Build a URL to access the API:

url <- function(address, return.call = "json", sensor = "false") {
  root <- "http://maps.google.com/maps/api/geocode/"
  u <- paste(root, return.call, "?address=", address, "&sensor=", sensor, sep = "")
  return(URLencode(u))
}

Function to parse the results:

geoCode <- function(address,verbose=FALSE) {
  if(verbose) cat(address,"\n")
  u <- url(address)
  doc <- getURL(u)
  x <- fromJSON(doc,simplify = FALSE)
  if(x$status=="OK") {
    lat <- x$results[[1]]$geometry$location$lat
    lng <- x$results[[1]]$geometry$location$lng
    location_type  <- x$results[[1]]$geometry$location_type
    formatted_address  <- x$results[[1]]$formatted_address
    return(c(lat, lng, location_type, formatted_address))
    Sys.sleep(0.5)
  } else {
    return(c(NA,NA,NA, NA))
  }
}

Test with one address

address <- geoCode("The White House, Washington, DC")

First two items are the latitude and longitude coordinates, then the location type and formatted address

address

We can use Plyr to geocode a vector with addresses

address <- c("The White House, Washington, DC","The Capitol, Washington, DC")
locations  <- ldply(address, function(x) geoCode(x))
names(locations)  <- c("lat","lon","location_type", "formatted")
head(locations)

The following are the different location types:

  • "ROOFTOP" indicates that the returned result is a precise geocode for which we have location information accurate down to street address precision.
  • RANGE_INTERPOLATED" indicates that the returned result reflects an approximation (usually on a road) interpolated between two precise points (such as intersections).
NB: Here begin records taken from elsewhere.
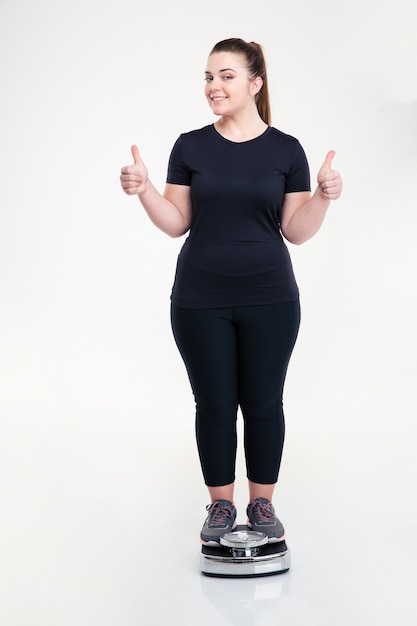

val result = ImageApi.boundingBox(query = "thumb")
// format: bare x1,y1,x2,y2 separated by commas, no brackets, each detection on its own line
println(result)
321,150,336,170
131,146,140,165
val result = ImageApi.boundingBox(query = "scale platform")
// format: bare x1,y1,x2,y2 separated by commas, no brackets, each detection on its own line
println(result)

Interpolated results are generally returned when rooftop geocodes are unavailable for a street address.
  • GEOMETRIC_CENTER" indicates that the returned result is the geometric center of a result such as a polyline (for example, a street) or polygon (region).
  • APPROXIMATE" indicates that the returned result is approximate.

For more info on Google Maps API check here

@llpuente
llpuente commented May 7, 2015

When I insert a vector of a couple hundred addresses, a non-trivial percentage comes back as NA's. This is presumably because when the API was pinged for those particular addresses, the status came back as something other than "OK". I think this because when those same entries are inputted individually, the coordinates come out neatly. Any thoughts on how to overcome this? One thought would be to "re-ping" the API each time the status is not "OK," but am wondering how to do so most efficiently. Thanks for any thoughts!

For what it's worth, here's a fairly hackish way of overcoming this issue:

Run loop to replace NA's created during the initial run of ldply:

for(i in 1:length(address)){
if(is.na(locations $lat[i])){
locations[i,]<-ldply(locations[i], function(x) geoCode(x))
}
}

@anniejw6

You're probably hitting the Google Maps API rate limit. Just add pauses in your loops. (Note, 3 seconds is arbitrary and probably a bit conservative.)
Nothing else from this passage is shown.